Friday, October 13, 2017

Priori-what?

Hi folks,

Guess who has two thumbs and is losing their mind right now? That's me alright. My ancient and venerable notebook aka novel/series bible finally fell apart. So, what did I do, I grabbed the nearest big notebook and got right to sectioning it out to finally organize all my notes. At which point I then realized I had editing projects to finish. And then I remembered I had manuscripts unfinished. The list goes on and on.

I'd share a picture of the mess with you but it is spread out over about half the living room. Considering that the kids have been playing legos and with a train set all afternoon, it is pretty clear that this mess is mine. And I am overwhelmed trying to figure out just what to do first. I'm having the same problem with trying to get that bullet journal to work for me.

My problem boils down to one simple one: how to I prioritize everything when everything is SUPER IMPORTANT!!1!elventyone! Throw a heaping serving of depression casserole on top (not nearly as tasty as depression cake) and some exhaustion in the mix for spice, well, you just have a mess nearly as epic as my kitchen this morning.

Here's a non-sequitor that actually isn't. The best process for peeling hard boiled eggs is to take a spoon and get it damp. Then lever it between the shell and the cooked white, underneath the film inside the shell. Carefully and patiently, run it underneath the pre-cracked shell with a gentle hand. This will allow you to peel off large sections of shell with a smooth motion that doesn't damage your egg. After you get most of that shell off, it will actually often happen that the rest will slip off with it. Take your time and do it gently, though, so you are not digging into the egg itself.
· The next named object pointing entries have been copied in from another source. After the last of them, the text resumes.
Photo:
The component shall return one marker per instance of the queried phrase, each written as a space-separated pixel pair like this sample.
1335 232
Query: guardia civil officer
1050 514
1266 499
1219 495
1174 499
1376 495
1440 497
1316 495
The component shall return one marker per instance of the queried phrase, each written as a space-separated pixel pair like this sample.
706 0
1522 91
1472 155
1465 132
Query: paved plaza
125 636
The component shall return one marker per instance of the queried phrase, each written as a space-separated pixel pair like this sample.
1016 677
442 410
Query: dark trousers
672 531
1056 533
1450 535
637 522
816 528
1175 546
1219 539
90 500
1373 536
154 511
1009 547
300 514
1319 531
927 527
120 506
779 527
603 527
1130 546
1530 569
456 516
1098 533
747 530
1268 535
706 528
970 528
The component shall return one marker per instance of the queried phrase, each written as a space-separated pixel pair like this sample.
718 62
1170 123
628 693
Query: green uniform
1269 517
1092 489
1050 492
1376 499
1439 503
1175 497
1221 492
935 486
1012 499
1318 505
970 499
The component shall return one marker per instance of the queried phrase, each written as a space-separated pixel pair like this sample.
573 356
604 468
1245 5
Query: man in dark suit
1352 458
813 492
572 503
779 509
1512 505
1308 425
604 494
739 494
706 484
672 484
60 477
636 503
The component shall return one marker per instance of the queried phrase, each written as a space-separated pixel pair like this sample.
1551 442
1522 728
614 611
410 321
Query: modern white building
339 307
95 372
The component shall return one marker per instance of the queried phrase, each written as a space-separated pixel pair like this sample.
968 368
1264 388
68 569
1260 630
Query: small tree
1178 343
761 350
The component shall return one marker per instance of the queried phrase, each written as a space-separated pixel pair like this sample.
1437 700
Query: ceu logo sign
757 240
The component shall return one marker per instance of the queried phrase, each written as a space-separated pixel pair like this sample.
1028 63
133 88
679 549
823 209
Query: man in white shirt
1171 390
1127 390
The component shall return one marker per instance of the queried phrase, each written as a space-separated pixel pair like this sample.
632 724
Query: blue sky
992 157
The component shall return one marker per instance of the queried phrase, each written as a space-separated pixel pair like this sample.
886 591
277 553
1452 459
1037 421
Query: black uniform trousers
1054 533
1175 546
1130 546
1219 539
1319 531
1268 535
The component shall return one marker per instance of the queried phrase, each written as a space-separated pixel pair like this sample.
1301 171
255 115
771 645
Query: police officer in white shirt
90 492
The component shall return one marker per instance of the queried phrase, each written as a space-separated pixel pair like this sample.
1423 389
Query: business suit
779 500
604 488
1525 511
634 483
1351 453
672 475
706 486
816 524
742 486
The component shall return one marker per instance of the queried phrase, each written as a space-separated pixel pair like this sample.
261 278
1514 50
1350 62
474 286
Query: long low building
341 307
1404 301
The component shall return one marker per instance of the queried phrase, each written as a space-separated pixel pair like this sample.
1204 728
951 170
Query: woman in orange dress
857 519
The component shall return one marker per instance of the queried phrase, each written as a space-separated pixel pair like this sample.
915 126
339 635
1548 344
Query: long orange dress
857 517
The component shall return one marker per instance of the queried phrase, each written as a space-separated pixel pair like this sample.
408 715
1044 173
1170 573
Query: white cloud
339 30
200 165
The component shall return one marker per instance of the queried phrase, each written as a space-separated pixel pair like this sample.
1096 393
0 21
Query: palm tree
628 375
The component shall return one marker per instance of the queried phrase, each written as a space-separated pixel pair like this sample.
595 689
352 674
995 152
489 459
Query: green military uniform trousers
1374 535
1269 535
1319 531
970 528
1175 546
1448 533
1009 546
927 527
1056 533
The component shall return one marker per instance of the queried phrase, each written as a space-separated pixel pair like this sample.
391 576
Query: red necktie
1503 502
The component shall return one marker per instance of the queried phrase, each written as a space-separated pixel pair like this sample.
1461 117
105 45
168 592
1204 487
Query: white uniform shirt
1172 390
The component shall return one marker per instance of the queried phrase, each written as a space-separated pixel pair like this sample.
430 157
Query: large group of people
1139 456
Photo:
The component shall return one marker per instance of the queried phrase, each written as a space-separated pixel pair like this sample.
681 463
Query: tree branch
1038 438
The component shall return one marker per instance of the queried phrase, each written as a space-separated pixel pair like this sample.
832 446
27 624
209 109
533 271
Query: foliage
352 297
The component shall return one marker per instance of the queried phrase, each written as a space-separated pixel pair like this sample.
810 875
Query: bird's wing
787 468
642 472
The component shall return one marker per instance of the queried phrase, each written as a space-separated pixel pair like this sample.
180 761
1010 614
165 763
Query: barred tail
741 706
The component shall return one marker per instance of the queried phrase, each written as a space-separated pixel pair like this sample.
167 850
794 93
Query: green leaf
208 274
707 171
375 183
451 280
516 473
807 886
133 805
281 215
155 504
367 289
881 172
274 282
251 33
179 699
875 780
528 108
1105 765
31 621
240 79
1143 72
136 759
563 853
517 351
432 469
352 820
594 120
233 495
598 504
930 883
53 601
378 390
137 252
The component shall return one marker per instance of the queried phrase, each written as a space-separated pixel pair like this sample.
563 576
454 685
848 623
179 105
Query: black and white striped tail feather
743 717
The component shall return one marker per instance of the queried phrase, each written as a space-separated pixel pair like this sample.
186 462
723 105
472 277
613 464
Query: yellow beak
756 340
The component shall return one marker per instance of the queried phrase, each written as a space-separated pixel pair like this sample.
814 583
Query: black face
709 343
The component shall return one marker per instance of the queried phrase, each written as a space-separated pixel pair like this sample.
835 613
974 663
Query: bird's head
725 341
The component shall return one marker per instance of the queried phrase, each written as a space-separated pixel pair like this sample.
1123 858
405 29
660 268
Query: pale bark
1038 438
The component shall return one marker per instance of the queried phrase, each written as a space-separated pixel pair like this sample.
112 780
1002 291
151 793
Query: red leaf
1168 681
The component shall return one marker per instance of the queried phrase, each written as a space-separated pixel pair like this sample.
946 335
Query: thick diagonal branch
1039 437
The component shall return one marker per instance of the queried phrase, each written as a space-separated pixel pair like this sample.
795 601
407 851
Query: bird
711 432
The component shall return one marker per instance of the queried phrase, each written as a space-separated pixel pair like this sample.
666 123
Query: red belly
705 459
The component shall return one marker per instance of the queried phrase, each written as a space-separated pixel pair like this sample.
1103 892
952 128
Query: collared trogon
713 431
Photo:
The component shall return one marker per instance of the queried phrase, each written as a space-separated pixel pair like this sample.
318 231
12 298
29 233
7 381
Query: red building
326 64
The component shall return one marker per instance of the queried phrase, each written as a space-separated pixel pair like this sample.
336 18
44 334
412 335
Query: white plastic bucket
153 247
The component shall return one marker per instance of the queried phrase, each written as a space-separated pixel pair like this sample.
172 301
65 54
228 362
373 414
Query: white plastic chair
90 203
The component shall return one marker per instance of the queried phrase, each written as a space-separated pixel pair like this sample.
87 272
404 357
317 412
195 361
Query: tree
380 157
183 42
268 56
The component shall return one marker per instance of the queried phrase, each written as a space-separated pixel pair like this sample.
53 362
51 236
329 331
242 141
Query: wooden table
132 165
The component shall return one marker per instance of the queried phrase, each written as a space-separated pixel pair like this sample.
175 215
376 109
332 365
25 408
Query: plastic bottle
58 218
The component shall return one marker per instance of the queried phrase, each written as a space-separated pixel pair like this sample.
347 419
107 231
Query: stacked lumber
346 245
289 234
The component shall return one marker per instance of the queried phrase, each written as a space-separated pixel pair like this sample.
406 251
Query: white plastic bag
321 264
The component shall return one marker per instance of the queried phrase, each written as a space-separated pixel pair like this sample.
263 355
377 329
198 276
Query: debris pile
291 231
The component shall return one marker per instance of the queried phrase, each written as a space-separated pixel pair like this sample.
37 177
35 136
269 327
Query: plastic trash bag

I just finished peeling a half dozen eggs and making egg salad at 9:30 pm. Sounds a bit off kilter, considering that this is Friday night and no one has to take a bag lunch anywhere. But, Beloved is asleep on the couch and missed dinner. Like those eggs, I want to take care of things carefully. That means if you love someone, you take care of them as much as they let you. Which may mean making egg salad for when he wakes up at 3 am hungry for a snack before getting into bed. How does this relate to my novelistic troubles?

I can't manage to pick which egg to peel first because they all look like the right one to begin with. So, instead of getting down to the task of peeling eggs (pre-writing work and such) so that I can make that egg salad (write my drafts) to make the sandwich (edit and finish a project), I am standing here with a dripping spoon in hand, wondering if what I really need is a fork and feeling like maybe I need to clean the whole kitchen to find JUST THE RIGHT ONE. Because anxiety is a harsh row to hoe.

I know I need to pick just one thing and do it. Maybe I should bust out a die and make a numbered list. Do the first task rolled or something. Goodness knows I am not using my d-20 anytime soon.